No doubt Christians should give more and would gain greater blessings if they did. However, the government dipping so deeply into our pockets does not help. Does anyone think that the government itself doesn't get a generous slice of the pie? Why any thinking person wants more government control is beyond me.
Thank you for your brief review of The Da Vinci Code ("Best-selling books," May 1) and describing it as "profane." This book, with its intricate plot and author Brown's story-telling skills, is a very entertaining and disturbing book. Such stories can wear away at Judeo-Christian culture.
Right to meddle
I applaud Lynn Vincent for her reporting of the civil litigation against Cross Church in Fresno, Calif. ("Brother against brother," April 24). However, I disagree that the case "could set a precedent for government meddling in ecclesiastical matters." Civil government has been meddling in incorporated church affairs for decades. Cross Church is a California corporation and that which the State creates, the State may meddle with. Churches should carefully ponder whether the State's so-called "limited liability protection" really protects a church or becomes the means by which a church may be sued (and meddled with).

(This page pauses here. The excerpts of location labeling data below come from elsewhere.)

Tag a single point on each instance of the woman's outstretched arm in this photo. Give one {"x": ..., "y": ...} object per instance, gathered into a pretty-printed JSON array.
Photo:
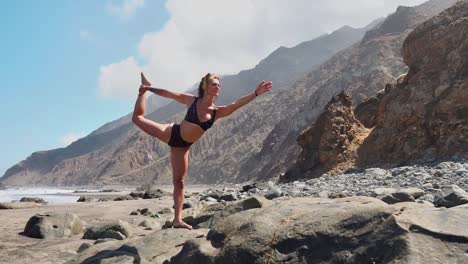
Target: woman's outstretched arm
[{"x": 224, "y": 111}]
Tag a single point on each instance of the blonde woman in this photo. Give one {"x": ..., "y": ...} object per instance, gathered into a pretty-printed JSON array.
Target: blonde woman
[{"x": 201, "y": 115}]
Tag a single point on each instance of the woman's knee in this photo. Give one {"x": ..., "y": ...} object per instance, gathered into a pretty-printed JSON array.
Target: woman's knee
[{"x": 179, "y": 182}]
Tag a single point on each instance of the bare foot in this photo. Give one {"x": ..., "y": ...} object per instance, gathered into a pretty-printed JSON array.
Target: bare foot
[
  {"x": 144, "y": 81},
  {"x": 181, "y": 224}
]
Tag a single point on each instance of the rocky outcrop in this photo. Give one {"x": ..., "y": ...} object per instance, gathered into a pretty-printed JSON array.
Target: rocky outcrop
[
  {"x": 349, "y": 230},
  {"x": 120, "y": 153},
  {"x": 330, "y": 144},
  {"x": 33, "y": 200},
  {"x": 425, "y": 117},
  {"x": 361, "y": 70},
  {"x": 304, "y": 230},
  {"x": 119, "y": 230},
  {"x": 53, "y": 225},
  {"x": 154, "y": 248},
  {"x": 18, "y": 205}
]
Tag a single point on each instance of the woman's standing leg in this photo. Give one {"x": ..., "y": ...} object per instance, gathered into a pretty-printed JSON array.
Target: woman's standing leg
[{"x": 179, "y": 162}]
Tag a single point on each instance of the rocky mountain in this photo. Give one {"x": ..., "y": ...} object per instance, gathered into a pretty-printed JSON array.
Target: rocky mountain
[
  {"x": 425, "y": 117},
  {"x": 361, "y": 70},
  {"x": 119, "y": 153},
  {"x": 330, "y": 145},
  {"x": 422, "y": 117}
]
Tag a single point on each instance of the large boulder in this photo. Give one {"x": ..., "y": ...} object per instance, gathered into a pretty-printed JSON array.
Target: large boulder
[
  {"x": 345, "y": 230},
  {"x": 155, "y": 193},
  {"x": 53, "y": 225},
  {"x": 33, "y": 200},
  {"x": 330, "y": 144},
  {"x": 117, "y": 230},
  {"x": 18, "y": 205},
  {"x": 153, "y": 248}
]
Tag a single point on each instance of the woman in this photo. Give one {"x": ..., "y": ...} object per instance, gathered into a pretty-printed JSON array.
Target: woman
[{"x": 201, "y": 115}]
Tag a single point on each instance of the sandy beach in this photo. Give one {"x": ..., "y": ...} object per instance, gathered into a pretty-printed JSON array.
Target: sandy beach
[{"x": 17, "y": 248}]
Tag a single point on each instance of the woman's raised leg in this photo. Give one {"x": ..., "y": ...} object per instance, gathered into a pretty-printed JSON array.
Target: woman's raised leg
[
  {"x": 179, "y": 162},
  {"x": 159, "y": 131}
]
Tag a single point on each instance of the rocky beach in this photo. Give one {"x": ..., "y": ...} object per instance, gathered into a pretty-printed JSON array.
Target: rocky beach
[
  {"x": 363, "y": 160},
  {"x": 424, "y": 202}
]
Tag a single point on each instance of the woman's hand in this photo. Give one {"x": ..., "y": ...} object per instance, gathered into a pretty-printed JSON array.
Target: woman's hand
[
  {"x": 263, "y": 87},
  {"x": 143, "y": 89}
]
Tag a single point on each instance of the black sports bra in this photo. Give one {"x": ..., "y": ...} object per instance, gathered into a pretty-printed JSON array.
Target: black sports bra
[{"x": 192, "y": 116}]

Mrs. Vincent seems to imply that all believers will be affected by the court decisions she discusses, but some Christians meet in homes with nonprofessional leadership, as in the early, apostolic church. Such gatherings are not affected by tax-exempt status. If there is a church discipline issue, the chastised congregant is simply asked to leave until restoration is possible-the ownership of the building and who is in power does not come into question. Believers have a right and responsibility to keep the body of Christ undefiled, and this can be done without getting Caesar involved.
Worry by Christians about losing their tax-exempt status has always bothered me a little ("Status seekers," April 17).

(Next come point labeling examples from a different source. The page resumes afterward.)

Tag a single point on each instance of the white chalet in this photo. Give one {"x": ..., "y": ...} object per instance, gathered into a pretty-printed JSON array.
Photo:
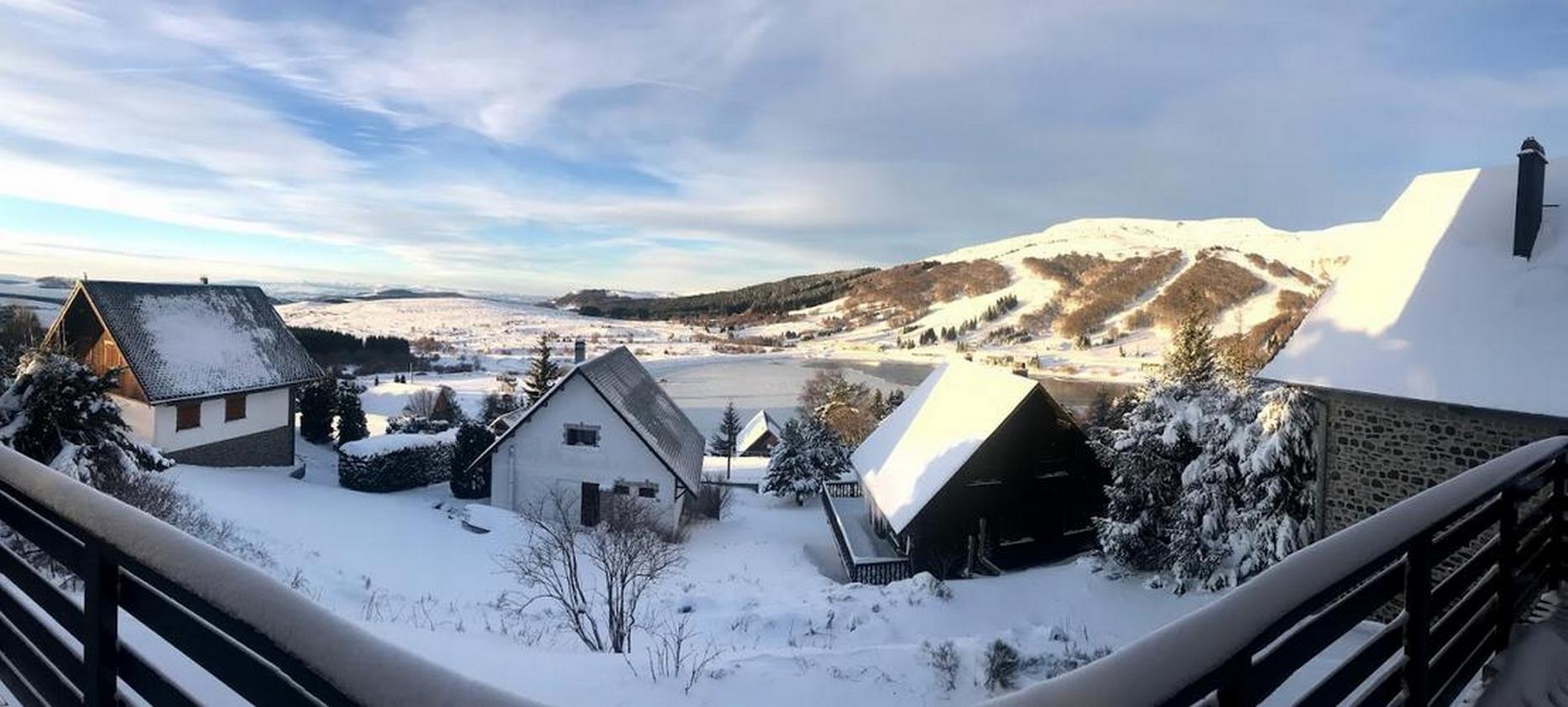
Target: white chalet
[
  {"x": 206, "y": 370},
  {"x": 760, "y": 436},
  {"x": 604, "y": 428}
]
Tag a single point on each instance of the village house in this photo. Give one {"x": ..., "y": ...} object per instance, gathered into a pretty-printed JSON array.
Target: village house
[
  {"x": 977, "y": 471},
  {"x": 1441, "y": 343},
  {"x": 605, "y": 428},
  {"x": 207, "y": 372},
  {"x": 760, "y": 436}
]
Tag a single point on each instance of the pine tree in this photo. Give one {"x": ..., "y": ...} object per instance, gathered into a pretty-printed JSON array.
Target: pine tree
[
  {"x": 473, "y": 441},
  {"x": 316, "y": 411},
  {"x": 350, "y": 412},
  {"x": 541, "y": 372},
  {"x": 59, "y": 412},
  {"x": 789, "y": 466},
  {"x": 1190, "y": 358},
  {"x": 724, "y": 441}
]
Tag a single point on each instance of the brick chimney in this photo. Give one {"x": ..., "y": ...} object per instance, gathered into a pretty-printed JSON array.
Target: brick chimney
[{"x": 1528, "y": 202}]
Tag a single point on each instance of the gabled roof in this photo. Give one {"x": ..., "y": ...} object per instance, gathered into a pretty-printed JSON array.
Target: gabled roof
[
  {"x": 1437, "y": 307},
  {"x": 760, "y": 424},
  {"x": 927, "y": 439},
  {"x": 641, "y": 403},
  {"x": 196, "y": 341}
]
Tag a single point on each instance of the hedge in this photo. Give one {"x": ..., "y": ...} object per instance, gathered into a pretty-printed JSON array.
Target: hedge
[{"x": 395, "y": 461}]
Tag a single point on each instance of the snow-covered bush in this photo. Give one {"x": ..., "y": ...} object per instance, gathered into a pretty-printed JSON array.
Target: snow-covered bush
[
  {"x": 808, "y": 453},
  {"x": 471, "y": 443},
  {"x": 1211, "y": 475},
  {"x": 395, "y": 461}
]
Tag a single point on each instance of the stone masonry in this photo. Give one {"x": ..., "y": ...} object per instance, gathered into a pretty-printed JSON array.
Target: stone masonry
[{"x": 1380, "y": 450}]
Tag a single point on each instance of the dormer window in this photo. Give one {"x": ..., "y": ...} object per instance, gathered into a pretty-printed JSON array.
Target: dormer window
[{"x": 582, "y": 435}]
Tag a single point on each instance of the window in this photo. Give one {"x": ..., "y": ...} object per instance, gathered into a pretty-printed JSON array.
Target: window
[
  {"x": 187, "y": 416},
  {"x": 590, "y": 504},
  {"x": 582, "y": 436}
]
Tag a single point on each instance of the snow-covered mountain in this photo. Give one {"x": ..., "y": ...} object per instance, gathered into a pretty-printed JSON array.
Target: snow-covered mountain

I do not see any scriptural basis for Christians to be concerned about losing it. Isn't the salvation of one sinner worth losing the tax-exempt status for every church in America?
-Richard P. Lee
After reading "Painfully unaware" (April 24), I remain amazed that mankind would try to justify the destruction of any form of life because no pain is detected. The worst pain resides in the soul.

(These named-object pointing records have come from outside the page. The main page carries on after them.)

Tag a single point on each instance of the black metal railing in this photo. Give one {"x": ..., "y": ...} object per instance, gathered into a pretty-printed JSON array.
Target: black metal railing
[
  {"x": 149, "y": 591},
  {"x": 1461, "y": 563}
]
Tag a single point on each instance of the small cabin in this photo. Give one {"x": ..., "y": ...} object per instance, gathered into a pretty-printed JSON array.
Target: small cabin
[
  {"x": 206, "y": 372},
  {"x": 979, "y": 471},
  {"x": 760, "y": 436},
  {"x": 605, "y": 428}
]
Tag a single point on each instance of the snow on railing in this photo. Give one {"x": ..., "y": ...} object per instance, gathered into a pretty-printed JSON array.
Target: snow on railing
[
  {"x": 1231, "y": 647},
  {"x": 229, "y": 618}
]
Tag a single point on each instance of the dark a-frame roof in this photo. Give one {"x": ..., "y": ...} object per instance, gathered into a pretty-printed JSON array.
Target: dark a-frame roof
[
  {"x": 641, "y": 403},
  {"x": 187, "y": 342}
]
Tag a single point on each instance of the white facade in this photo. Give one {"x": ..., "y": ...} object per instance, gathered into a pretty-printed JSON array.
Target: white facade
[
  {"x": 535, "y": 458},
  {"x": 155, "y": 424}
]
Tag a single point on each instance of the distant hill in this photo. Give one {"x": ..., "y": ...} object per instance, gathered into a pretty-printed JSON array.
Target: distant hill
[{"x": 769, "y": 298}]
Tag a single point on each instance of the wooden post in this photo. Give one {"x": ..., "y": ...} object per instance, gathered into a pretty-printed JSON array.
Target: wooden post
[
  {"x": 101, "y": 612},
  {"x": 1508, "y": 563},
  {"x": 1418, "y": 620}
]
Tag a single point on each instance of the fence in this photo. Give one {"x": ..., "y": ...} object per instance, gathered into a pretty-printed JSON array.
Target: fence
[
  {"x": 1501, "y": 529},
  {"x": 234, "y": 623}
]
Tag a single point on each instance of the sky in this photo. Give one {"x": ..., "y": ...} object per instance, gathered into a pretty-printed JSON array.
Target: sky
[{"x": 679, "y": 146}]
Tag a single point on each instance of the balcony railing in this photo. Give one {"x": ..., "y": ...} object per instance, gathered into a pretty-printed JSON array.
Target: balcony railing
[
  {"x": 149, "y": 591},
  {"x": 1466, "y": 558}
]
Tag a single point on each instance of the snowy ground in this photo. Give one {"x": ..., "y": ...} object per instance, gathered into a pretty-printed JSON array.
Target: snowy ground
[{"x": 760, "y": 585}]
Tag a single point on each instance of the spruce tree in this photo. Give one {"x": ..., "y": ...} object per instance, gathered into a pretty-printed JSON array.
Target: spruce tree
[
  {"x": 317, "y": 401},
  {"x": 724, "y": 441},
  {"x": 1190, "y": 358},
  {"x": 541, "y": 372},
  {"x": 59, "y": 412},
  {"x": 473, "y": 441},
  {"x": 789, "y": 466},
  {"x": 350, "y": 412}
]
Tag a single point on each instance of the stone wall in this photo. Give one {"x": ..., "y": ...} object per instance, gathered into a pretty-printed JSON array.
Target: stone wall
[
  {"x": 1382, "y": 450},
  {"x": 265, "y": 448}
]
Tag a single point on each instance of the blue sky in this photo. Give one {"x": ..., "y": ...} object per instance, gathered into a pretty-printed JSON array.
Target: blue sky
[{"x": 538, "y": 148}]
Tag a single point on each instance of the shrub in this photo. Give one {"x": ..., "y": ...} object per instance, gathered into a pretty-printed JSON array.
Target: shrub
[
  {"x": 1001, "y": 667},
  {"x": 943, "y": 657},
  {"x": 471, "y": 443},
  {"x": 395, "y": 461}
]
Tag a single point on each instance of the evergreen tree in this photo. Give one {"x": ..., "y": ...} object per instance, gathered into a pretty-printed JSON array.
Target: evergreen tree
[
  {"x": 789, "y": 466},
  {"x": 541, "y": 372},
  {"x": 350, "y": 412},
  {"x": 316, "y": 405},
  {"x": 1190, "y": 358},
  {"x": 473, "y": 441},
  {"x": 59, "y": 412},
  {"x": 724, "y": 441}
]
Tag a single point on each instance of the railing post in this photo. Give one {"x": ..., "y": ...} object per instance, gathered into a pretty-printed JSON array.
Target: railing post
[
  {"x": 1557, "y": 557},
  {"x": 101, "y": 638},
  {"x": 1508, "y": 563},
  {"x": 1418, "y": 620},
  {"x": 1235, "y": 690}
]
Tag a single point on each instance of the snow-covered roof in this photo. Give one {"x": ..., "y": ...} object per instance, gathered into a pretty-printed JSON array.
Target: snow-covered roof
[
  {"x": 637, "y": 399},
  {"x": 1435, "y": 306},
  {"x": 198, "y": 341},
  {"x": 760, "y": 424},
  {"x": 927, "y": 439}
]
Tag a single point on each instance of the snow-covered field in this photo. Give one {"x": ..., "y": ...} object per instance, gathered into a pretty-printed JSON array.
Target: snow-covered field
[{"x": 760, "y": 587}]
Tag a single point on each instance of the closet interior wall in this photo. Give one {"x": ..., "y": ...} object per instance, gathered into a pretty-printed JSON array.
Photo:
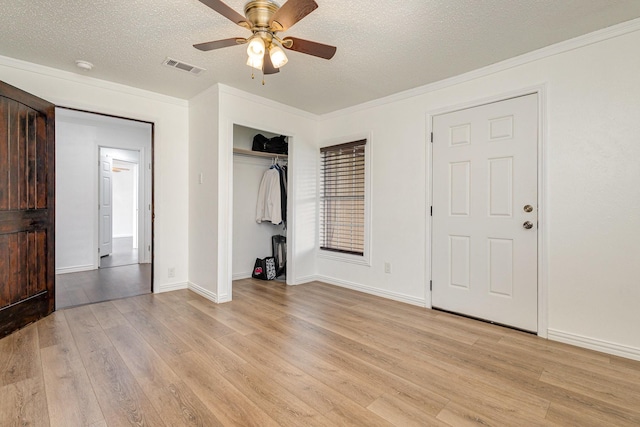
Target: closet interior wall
[{"x": 250, "y": 239}]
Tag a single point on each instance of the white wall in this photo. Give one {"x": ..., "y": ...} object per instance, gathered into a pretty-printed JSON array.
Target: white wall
[
  {"x": 592, "y": 138},
  {"x": 74, "y": 211},
  {"x": 203, "y": 193},
  {"x": 250, "y": 239},
  {"x": 171, "y": 136}
]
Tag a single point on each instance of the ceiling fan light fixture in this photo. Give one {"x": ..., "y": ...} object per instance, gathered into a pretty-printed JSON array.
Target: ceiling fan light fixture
[
  {"x": 255, "y": 62},
  {"x": 278, "y": 57},
  {"x": 256, "y": 47}
]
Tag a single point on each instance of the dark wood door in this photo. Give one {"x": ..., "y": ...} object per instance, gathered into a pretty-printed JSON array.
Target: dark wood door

I agree completely with Andree Seu ("One-track minds," April 24). Abortion is the religion of Mss. Michelman, Gandy, and Goodman. However, Christians can also be guilty of being single-issue voters and refuse to vote for any pro-choice candidate. I am passionately pro-life but believe that it is better, when faced with a choice, to pick the lesser of two evils. When we stay at home, we ensure the election of those whose agendas are most opposed to ours.
I was surprised by your conclusion regarding Hellboy ("Sympathy for a devil," April 17). It was a delightful action flick, but it bordered on blasphemous in its presentation of God as impotent in the face of danger and its depiction of demons as creatures with souls and choices. Also, the comic book series upon which the film is based is from Dark Horse Comics.
Bryn Mawr, Pa.
As pastor of a church in one of America's cultural meccas (southern California), I cannot imagine trying to sift through the news without WORLD. Its arrival bumps everything else from my schedule. I file key articles and put others in my notebook to use in sermons and lessons. Thank you for your hard work and courage.
Michael Farris is the past president of Home School Legal Defense Association; he is now the President of Patrick Henry College in Purcellville, Va. ("Against the Amendment," May 22, p. 24).